Los políticos han pasado de merecer una calle a ganarse una temporada a la sombra sin hacer cosas distintas. La información instantánea ha acabado con todos
El calibre de los ceazos con los que la prensa juzgaba las actuaciones públicas fue suficiente para que buena parte de los países europeos, y unos pocos en otras latitudes, asentasen una democracia sólida y envidiable. Con los métodos actuales ninguno de ellos hubiese pasado la prueba del algodón.
La llegada de las redes sociales ha reducido tanto el ojo de la criba que no se salva nada ni nadie. Cualquier asunto de índole personal es tan importante o más que los de gestión política, y cualquier denuncia comporta ya una condena. Por el mismo motivo, las opiniones se hacen inconsistentes. Al comienzo de las vacunaciones, más del 27% de los españoles aseguraban que no se dejarían pinchar. La realidad es que apenas lo está rechazando un 4%, el menor porcentaje de Europa. Si hubiésemos sabido hace dos meses que el Rey o un miembro del Gobierno se saltaba la fila para vacunarse, el escándalo hubiese llegado a los tribunales, como poco. Ahora exigimos que se anticipen las vacunas a los miembros de la Selección de fútbol, en abierta contradicción con el igualitarismo que defendíamos como sagrado semanas atrás.
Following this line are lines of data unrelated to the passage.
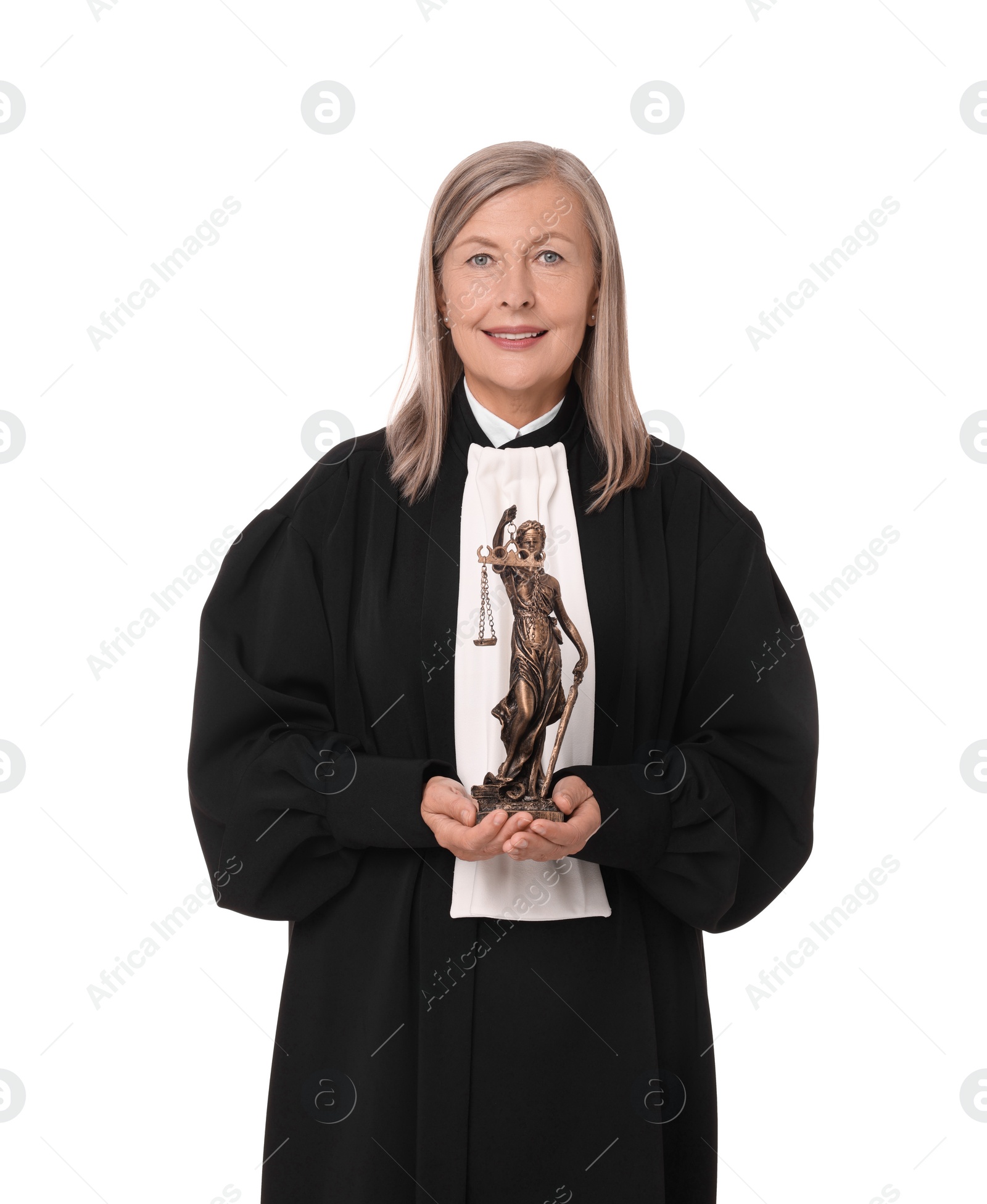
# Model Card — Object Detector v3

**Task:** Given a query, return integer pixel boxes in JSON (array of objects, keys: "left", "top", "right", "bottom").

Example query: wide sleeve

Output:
[
  {"left": 556, "top": 511, "right": 819, "bottom": 932},
  {"left": 188, "top": 498, "right": 452, "bottom": 920}
]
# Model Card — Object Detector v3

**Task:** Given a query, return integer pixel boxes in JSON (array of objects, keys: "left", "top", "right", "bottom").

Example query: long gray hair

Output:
[{"left": 386, "top": 142, "right": 650, "bottom": 511}]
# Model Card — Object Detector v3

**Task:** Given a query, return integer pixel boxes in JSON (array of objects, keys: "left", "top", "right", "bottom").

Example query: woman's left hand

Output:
[{"left": 503, "top": 775, "right": 601, "bottom": 861}]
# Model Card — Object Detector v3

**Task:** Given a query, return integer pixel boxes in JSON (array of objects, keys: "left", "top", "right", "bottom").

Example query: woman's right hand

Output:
[{"left": 421, "top": 777, "right": 531, "bottom": 861}]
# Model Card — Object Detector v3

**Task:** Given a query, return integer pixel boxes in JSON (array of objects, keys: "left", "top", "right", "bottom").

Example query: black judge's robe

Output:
[{"left": 189, "top": 371, "right": 817, "bottom": 1204}]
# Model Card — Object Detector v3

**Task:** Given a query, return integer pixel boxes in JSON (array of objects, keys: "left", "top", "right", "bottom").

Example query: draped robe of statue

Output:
[
  {"left": 189, "top": 379, "right": 817, "bottom": 1204},
  {"left": 492, "top": 556, "right": 566, "bottom": 796}
]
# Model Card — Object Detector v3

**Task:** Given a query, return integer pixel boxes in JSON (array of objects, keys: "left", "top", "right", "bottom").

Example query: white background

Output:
[{"left": 0, "top": 0, "right": 987, "bottom": 1204}]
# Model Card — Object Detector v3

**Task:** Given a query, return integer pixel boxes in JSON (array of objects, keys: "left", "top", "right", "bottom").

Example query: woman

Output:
[{"left": 189, "top": 142, "right": 817, "bottom": 1204}]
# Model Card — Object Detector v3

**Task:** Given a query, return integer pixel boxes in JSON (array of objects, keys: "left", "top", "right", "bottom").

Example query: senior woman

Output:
[{"left": 189, "top": 142, "right": 817, "bottom": 1204}]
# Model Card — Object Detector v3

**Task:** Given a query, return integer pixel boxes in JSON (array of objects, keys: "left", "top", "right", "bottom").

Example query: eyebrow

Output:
[{"left": 455, "top": 230, "right": 576, "bottom": 247}]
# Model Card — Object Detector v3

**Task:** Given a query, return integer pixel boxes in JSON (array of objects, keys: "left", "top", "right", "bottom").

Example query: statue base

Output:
[{"left": 469, "top": 783, "right": 566, "bottom": 823}]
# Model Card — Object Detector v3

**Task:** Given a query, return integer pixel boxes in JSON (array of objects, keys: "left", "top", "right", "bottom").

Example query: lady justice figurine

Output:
[{"left": 472, "top": 506, "right": 587, "bottom": 821}]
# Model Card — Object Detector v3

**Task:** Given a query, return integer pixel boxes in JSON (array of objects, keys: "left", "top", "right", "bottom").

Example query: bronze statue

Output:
[{"left": 472, "top": 506, "right": 588, "bottom": 821}]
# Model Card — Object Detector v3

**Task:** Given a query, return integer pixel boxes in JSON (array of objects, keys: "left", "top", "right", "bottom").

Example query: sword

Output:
[{"left": 539, "top": 682, "right": 579, "bottom": 798}]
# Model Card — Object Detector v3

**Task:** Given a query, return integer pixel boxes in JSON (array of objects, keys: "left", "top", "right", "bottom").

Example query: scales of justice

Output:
[{"left": 471, "top": 506, "right": 588, "bottom": 822}]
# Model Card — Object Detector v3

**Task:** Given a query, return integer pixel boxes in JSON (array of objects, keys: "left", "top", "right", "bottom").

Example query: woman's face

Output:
[{"left": 439, "top": 179, "right": 600, "bottom": 391}]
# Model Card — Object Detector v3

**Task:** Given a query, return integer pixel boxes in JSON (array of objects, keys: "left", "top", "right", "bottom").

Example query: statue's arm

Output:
[
  {"left": 490, "top": 506, "right": 518, "bottom": 584},
  {"left": 553, "top": 578, "right": 590, "bottom": 678}
]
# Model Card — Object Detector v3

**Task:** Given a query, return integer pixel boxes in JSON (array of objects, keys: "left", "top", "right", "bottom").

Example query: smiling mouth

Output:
[{"left": 484, "top": 330, "right": 548, "bottom": 343}]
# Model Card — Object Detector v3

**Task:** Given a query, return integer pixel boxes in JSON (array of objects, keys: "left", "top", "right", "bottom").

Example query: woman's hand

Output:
[
  {"left": 421, "top": 778, "right": 537, "bottom": 861},
  {"left": 502, "top": 774, "right": 601, "bottom": 861}
]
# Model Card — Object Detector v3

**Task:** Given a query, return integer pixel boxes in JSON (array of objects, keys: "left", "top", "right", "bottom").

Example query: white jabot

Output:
[
  {"left": 449, "top": 443, "right": 610, "bottom": 920},
  {"left": 462, "top": 377, "right": 566, "bottom": 450}
]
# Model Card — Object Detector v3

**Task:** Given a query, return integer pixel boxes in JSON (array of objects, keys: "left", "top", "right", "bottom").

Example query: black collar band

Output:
[{"left": 449, "top": 376, "right": 586, "bottom": 456}]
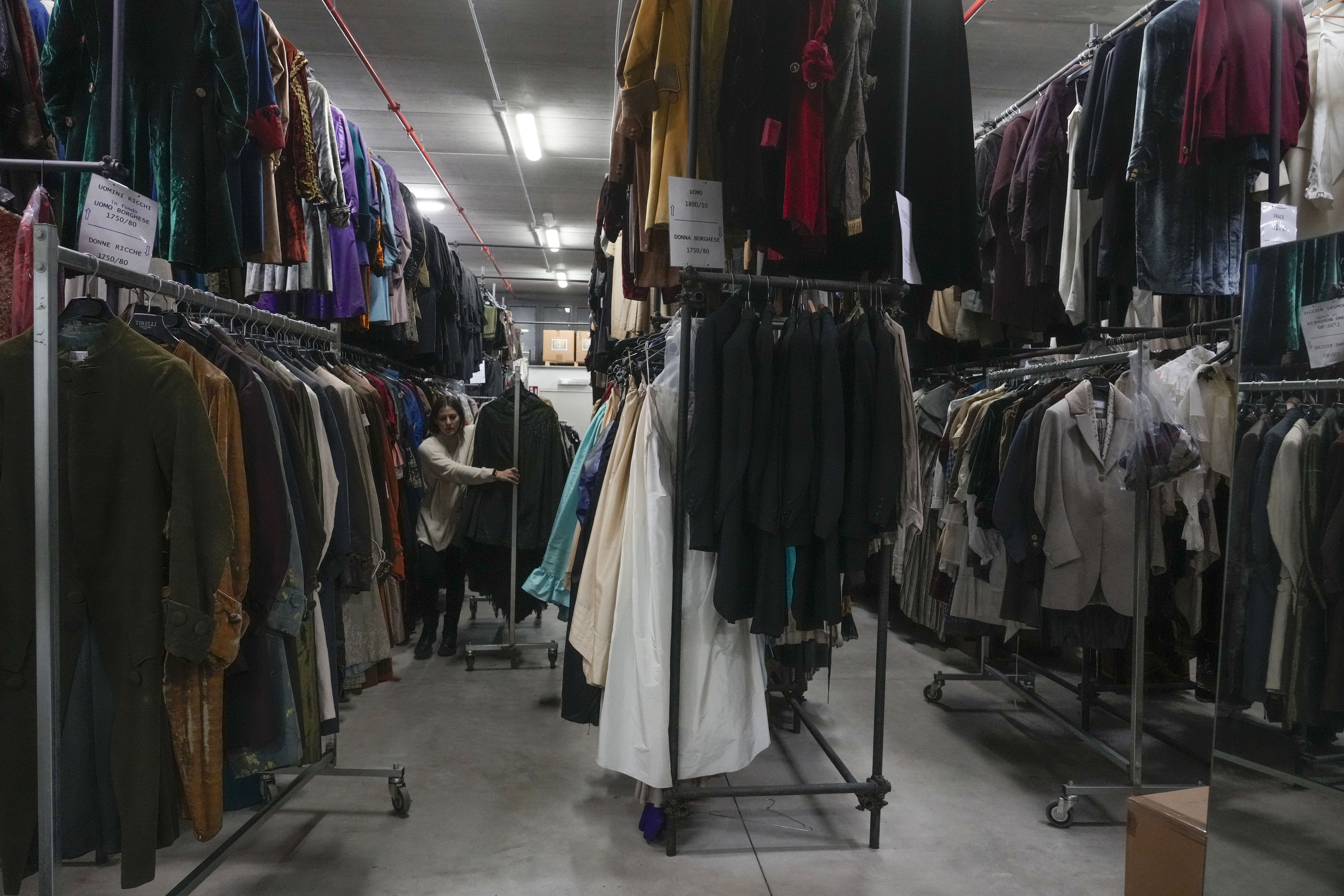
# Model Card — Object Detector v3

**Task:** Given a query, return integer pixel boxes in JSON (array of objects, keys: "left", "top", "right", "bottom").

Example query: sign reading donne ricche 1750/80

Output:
[
  {"left": 79, "top": 175, "right": 159, "bottom": 274},
  {"left": 668, "top": 177, "right": 724, "bottom": 270}
]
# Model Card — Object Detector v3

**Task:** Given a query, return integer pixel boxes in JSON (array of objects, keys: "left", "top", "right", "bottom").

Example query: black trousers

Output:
[{"left": 415, "top": 543, "right": 466, "bottom": 645}]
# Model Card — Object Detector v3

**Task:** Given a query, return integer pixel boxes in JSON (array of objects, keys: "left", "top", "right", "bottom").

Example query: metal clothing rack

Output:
[
  {"left": 976, "top": 0, "right": 1168, "bottom": 140},
  {"left": 923, "top": 334, "right": 1230, "bottom": 828},
  {"left": 663, "top": 269, "right": 898, "bottom": 856},
  {"left": 468, "top": 365, "right": 560, "bottom": 672},
  {"left": 32, "top": 230, "right": 410, "bottom": 896}
]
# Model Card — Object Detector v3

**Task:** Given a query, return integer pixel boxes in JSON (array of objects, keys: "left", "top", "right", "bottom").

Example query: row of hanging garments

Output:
[
  {"left": 892, "top": 345, "right": 1237, "bottom": 693},
  {"left": 0, "top": 298, "right": 462, "bottom": 893},
  {"left": 0, "top": 0, "right": 517, "bottom": 380},
  {"left": 1220, "top": 396, "right": 1344, "bottom": 744},
  {"left": 609, "top": 0, "right": 977, "bottom": 291},
  {"left": 968, "top": 0, "right": 1310, "bottom": 341}
]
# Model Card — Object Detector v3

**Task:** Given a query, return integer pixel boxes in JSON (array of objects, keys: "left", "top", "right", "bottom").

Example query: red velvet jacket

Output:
[{"left": 1179, "top": 0, "right": 1310, "bottom": 165}]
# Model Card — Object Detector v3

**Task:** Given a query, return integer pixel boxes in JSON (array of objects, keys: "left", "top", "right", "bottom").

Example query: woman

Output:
[{"left": 415, "top": 394, "right": 519, "bottom": 660}]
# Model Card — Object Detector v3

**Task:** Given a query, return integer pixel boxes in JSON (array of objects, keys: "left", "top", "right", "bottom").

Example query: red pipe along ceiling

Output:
[{"left": 323, "top": 0, "right": 519, "bottom": 298}]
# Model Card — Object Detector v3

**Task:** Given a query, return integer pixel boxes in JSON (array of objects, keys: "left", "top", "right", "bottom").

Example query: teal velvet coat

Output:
[{"left": 42, "top": 0, "right": 247, "bottom": 271}]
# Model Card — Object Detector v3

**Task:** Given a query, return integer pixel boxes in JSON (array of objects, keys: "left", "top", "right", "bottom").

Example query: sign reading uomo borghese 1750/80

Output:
[
  {"left": 79, "top": 175, "right": 159, "bottom": 274},
  {"left": 668, "top": 177, "right": 724, "bottom": 270}
]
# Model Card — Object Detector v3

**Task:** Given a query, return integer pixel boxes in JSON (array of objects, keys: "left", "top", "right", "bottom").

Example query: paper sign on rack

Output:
[
  {"left": 1297, "top": 298, "right": 1344, "bottom": 367},
  {"left": 79, "top": 175, "right": 159, "bottom": 274},
  {"left": 668, "top": 177, "right": 724, "bottom": 270},
  {"left": 896, "top": 191, "right": 923, "bottom": 283}
]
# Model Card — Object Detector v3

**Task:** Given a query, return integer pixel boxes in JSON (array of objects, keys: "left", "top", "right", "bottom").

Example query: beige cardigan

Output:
[{"left": 415, "top": 425, "right": 495, "bottom": 551}]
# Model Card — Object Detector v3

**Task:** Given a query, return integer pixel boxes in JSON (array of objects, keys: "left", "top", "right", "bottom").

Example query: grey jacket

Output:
[{"left": 1035, "top": 380, "right": 1140, "bottom": 615}]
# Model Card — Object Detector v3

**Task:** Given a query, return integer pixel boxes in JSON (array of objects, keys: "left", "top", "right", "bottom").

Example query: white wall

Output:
[{"left": 523, "top": 364, "right": 593, "bottom": 435}]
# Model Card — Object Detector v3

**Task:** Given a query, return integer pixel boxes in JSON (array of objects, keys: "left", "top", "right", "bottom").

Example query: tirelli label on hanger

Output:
[
  {"left": 668, "top": 177, "right": 724, "bottom": 270},
  {"left": 1298, "top": 298, "right": 1344, "bottom": 367},
  {"left": 79, "top": 175, "right": 159, "bottom": 274}
]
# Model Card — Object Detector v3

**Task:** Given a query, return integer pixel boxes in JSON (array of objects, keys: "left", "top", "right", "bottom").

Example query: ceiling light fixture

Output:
[{"left": 513, "top": 112, "right": 542, "bottom": 161}]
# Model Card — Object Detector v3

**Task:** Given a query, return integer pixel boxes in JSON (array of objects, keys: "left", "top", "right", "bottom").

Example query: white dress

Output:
[{"left": 597, "top": 325, "right": 770, "bottom": 787}]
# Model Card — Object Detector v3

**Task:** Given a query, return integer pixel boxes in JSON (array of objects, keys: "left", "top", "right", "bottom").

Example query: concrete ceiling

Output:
[{"left": 263, "top": 0, "right": 1137, "bottom": 306}]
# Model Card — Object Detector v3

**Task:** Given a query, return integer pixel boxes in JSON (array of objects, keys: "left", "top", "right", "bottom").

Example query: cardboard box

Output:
[
  {"left": 1125, "top": 787, "right": 1208, "bottom": 896},
  {"left": 542, "top": 329, "right": 574, "bottom": 364}
]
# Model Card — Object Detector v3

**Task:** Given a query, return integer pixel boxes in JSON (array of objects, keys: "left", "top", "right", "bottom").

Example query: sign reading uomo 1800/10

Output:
[
  {"left": 79, "top": 175, "right": 159, "bottom": 274},
  {"left": 668, "top": 177, "right": 724, "bottom": 270}
]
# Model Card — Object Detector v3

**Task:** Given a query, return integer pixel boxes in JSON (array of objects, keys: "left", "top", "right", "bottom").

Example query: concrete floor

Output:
[{"left": 34, "top": 605, "right": 1220, "bottom": 896}]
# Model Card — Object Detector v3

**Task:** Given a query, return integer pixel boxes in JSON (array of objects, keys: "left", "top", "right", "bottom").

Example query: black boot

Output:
[{"left": 415, "top": 613, "right": 438, "bottom": 660}]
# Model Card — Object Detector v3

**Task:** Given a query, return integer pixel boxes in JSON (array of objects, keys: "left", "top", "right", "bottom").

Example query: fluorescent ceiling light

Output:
[{"left": 513, "top": 112, "right": 542, "bottom": 161}]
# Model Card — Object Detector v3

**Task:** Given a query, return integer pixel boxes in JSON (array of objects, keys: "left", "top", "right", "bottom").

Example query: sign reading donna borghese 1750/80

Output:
[
  {"left": 668, "top": 177, "right": 724, "bottom": 270},
  {"left": 79, "top": 175, "right": 159, "bottom": 274}
]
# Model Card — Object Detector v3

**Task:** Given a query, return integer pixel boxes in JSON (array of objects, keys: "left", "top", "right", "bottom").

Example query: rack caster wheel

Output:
[
  {"left": 387, "top": 780, "right": 411, "bottom": 818},
  {"left": 1046, "top": 798, "right": 1074, "bottom": 828}
]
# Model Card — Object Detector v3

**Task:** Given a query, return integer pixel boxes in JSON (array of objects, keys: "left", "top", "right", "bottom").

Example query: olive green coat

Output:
[
  {"left": 42, "top": 0, "right": 247, "bottom": 271},
  {"left": 0, "top": 320, "right": 233, "bottom": 893}
]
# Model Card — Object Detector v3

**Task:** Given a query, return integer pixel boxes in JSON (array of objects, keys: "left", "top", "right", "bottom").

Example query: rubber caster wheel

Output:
[
  {"left": 1046, "top": 799, "right": 1074, "bottom": 828},
  {"left": 387, "top": 780, "right": 411, "bottom": 818}
]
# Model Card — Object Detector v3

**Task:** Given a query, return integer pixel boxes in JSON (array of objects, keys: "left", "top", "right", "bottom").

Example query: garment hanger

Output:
[{"left": 56, "top": 296, "right": 116, "bottom": 324}]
La sociedad solo es capaz de interpretar el ahora y en eso se basa Casado cuando intenta fijar en la mente de la ciudadanía todos los afloramientos de corrupción del PP como una foto del pasado. A quién le importa eso ya, parece decir. Y en realidad es así. Como en la bolsa, a estas alturas ya no cotiza. Y la Administración pública, con sus usos y tiempos geológicos, acaba por ratificarlo. ¿Cómo es posible que el caso de los vertidos de Sniace, que ocurrió en 2007 no se haya juzgado todavía, cuando únicamente hay que resolver si la dirección y el consejo de administración ejecutaron o no la orden de Medio Ambiente?
Entre los que tardan en actuar y los que solo buscan enfangar el terreno de juego, la verdad es un valor cada vez más escaso, aunque tengamos la más abundante información de la historia. Mucha más de la que el ser humano puede procesar. Por eso, cuando después de haber oído horas y horas de entrevistas a expertos sobre la pandemia, una parte significativa de quienes han sido forzados a elegir la vacuna de la segunda dosis, dicen no tener información suficiente para hacerlo, lo único que cabe pensar es que estamos sobrepasados y lo que realmente queremos es que nos digan lo que tenemos que hacer. Unos para ahorrarse la duda y otros para hacer exactamente lo contrario de lo que proponga el Gobierno.